Die Vertretung des Gesundheitsfonds nach außen obliegt der/ dem Vorsitzenden und den gemeinsam vertretenden GeschäftsführerInnen. Die/ der Vorsitzende kann sich bestimmte Vertretungshandlungen vorbehalten und ist gegenüber den GeschäftsführerInnen hinsichtlich ihrer gesetzlich geregelten Aufgaben weisungsbefugt.
Die Gesundheitsplattform besteht nunmehr aus 22 Mitgliedern; zu den bisher vorgesehenen Mitgliedern wurde ein vom Hauptverband der österreichischen Sozialversicherungsträger entsendetes Mitglied ohne Stimmrecht neu aufgenommen.
Die Gesundheitsplattform ist nach Bedarf, jedenfalls aber zweimal jährlich einzuberufen. Sie fasst ihre Beschlüsse mit einfacher Mehrheit der abgegebenen Stimmen. Bei Stimmengleichheit entscheidet die/ der Vorsitzende.
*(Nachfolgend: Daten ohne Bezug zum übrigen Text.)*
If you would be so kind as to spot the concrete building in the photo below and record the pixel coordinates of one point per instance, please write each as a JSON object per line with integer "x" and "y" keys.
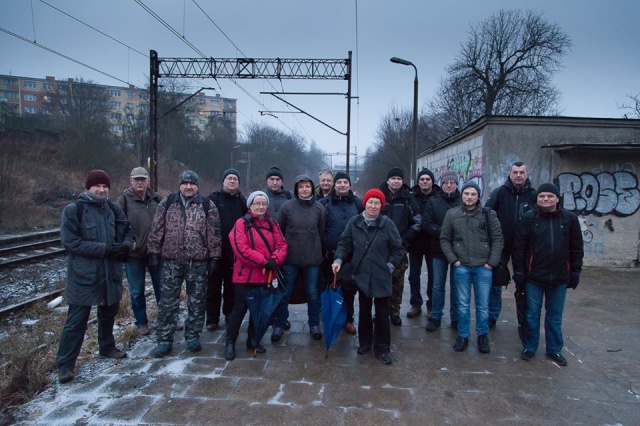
{"x": 29, "y": 95}
{"x": 594, "y": 161}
Bei Angelegenheiten des Kooperationsbereiches ist in der Gesundheitsplattform Einvernehmen zwischen dem Land und der Sozialversicherung erforderlich. Jedenfalls in den Kooperationsbereich fallen Projekte der Integrierten Versorgung, Projekte, die Leistungsverschiebungen zwischen dem intra- und extramuralen Bereich auf Landesebene zur Folge haben und Projekte zur sektorenübergreifenden Finanzierung des ambulanten Bereichs.
In Angelegenheiten, in denen die alleinige Zuständigkeit des Landes besteht, hat das Land die Mehrheit; in Angelegenheiten, in denen die alleinige Zuständigkeit der Sozialversicherung besteht, hat die Sozialversicherung die Mehrheit. Der Bund hat ein Vetorecht bei Beschlüssen, die gegen Beschlüsse der Bundesgesundheitsagentur verstoßen.
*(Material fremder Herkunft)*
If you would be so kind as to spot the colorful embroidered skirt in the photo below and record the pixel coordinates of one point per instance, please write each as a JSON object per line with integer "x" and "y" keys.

Auf einen Regressanspruch des Gesundheitsfonds gegenüber Mitgliedern der Gesundheitsplattform ist das Dienstnehmerhaftpflichtgesetz sinngemäß anzuwenden.
Zur Vorbereitung der Sitzungen der Gesundheitsplattform hat die Gesundheitsplattform ein Präsidium einzurichten, das sich aus drei vom Land bestellten und drei von der Sozialversicherung entsendeten Mitgliedern zusammensetzt.
Zur Aufbereitung von Entscheidungsgrundlagen bzw. zur fachlichen Beratung der Gesundheitsplattform hat die Gesundheitsplattform einen ExpertInnenbeirat einzurichten.
Der bisher bereits tätige Fachbeirat für Frauengesundheit hat durch die Novellierung des Gesundheitsfonds-Gesetzes eine rechtliche Grundlage erhalten.
Darüber hinaus sieht die Novelle die Möglichkeit zur Einrichtung von Ausschüssen durch die Gesundheitsplattform zur Beratung einzelner Angelegenheiten vor. Der bisher bestehende Beirat ist nicht mehr vorgesehen.
Die Tätigkeit des Gesundheitsfonds ist an den Prinzipien des Gender Mainstreamings orientiert und hat Anwendung und Umsetzung der Gender Kriterien zu berücksichtigen. Weiters hat sich der Gesundheitsfonds bei seiner Tätigkeit an den „Gesundheitszielen Steiermark" zu orientieren und ist verantwortlich für die Koordination der Public Health Grundsätze.
Die Geschäftsstelle des Gesundheitsfonds ist das Amt der Steiermärkischen Landesregierung. Durch die Geschäftseinteilung des Amtes der Landesregierung ist sie organisatorisch der Fachabteilung 8 A angeschlossen.
Die Gebarung des Gesundheitsfonds unterliegt der Kontrolle durch den Landesrechnungshof.